"Chaque avancée de l'Europe s'est faite à l'occasion d'une crise. Plus celle-ci était profonde, plus les progrès de la construction européenne ont été importants. Alors, aujourd'hui, il y a toutes les raisons d'espérer… Compte tenu de la violence du choc actuel, l'Europe s'apprête à faire un grand bond en avant !" Développée il y a quelques jours devant un parterre de patrons français et allemands, l'analyse de Joschka Fischer, l'ancien ministre Vert des Affaires étrangères allemand, pourrait porter à l'optimisme.

Il n'y a pourtant point de fatalité en ce domaine. La crise de l'Europe est grave, la plus grave depuis la fin de la seconde guerre mondiale. Elle est économique et sociale – la récession menace, mais pas seulement. Elle est profondément politique, ce dont témoignent les mouvements de défiance, voire de révolte, qui s'expriment régulièrement sur le "Vieux" Continent. Cette crise de la dette peut conduire l'Europe au chaos.

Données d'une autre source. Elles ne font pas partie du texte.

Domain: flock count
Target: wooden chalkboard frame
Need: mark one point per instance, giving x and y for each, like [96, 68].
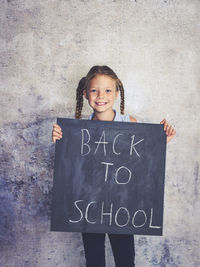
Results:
[122, 169]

Face à cette menace, les négociations engagées depuis des mois entre Paris et Berlin d'abord, avec les autres pays de la zone euro puis de l'Union ensuite, ont quelque chose de pitoyable. On multiplie tête-à-tête, parties de bras de fer et sommets, on tergiverse, on mégote, on reporte… On va parvenir, sans doute (il ne faut pas braquer les marchés !), ce 26 octobre à Bruxelles, à un nouvel accord de la dernière chance, un énième compromis.

On aura rafistolé la maison – en imposant une sévère cure d'austérité à des peuples désemparés, en obligeant les prêteurs à renoncer à une partie de ce qui leur est dû, en exigeant une recapitalisation des banques, en augmentant aussi la capacité de la pompe à incendie. Avec tout cela, on n'aura pas éteint le feu. Et c'est là qu'il y a de quoi s'inquiéter.

L'Europe a besoin d'un nouveau souffle et d'architectes volontaires et ambitieux. Il faut bien sûr, de toute urgence, sauver l'euro. Les pères de la monnaie unique l'avaient peut-être survendue à leurs opinions publiques, la présentant comme la clé absolue du bonheur. Ce qu'elle ne saurait être. Elle en est pourtant une condition.

Au-delà, c'est la manière dont l'Europe fonctionne, dont elle s'organise, c'est la solidarité qu'elle fait jouer entre ses membres qui doivent être reconsidérées. On l'oublie dans cette période où les difficultés de chacun favorisent les égoïsmes de tous : le monde qui se construit sera constitué de grands ensembles – autour des Etats-Unis et de la Chine, notamment.

Le feu est là. Il faut stopper l'incendie et commencer à reconstruire, dans le même temps, la maison. Il y a urgence.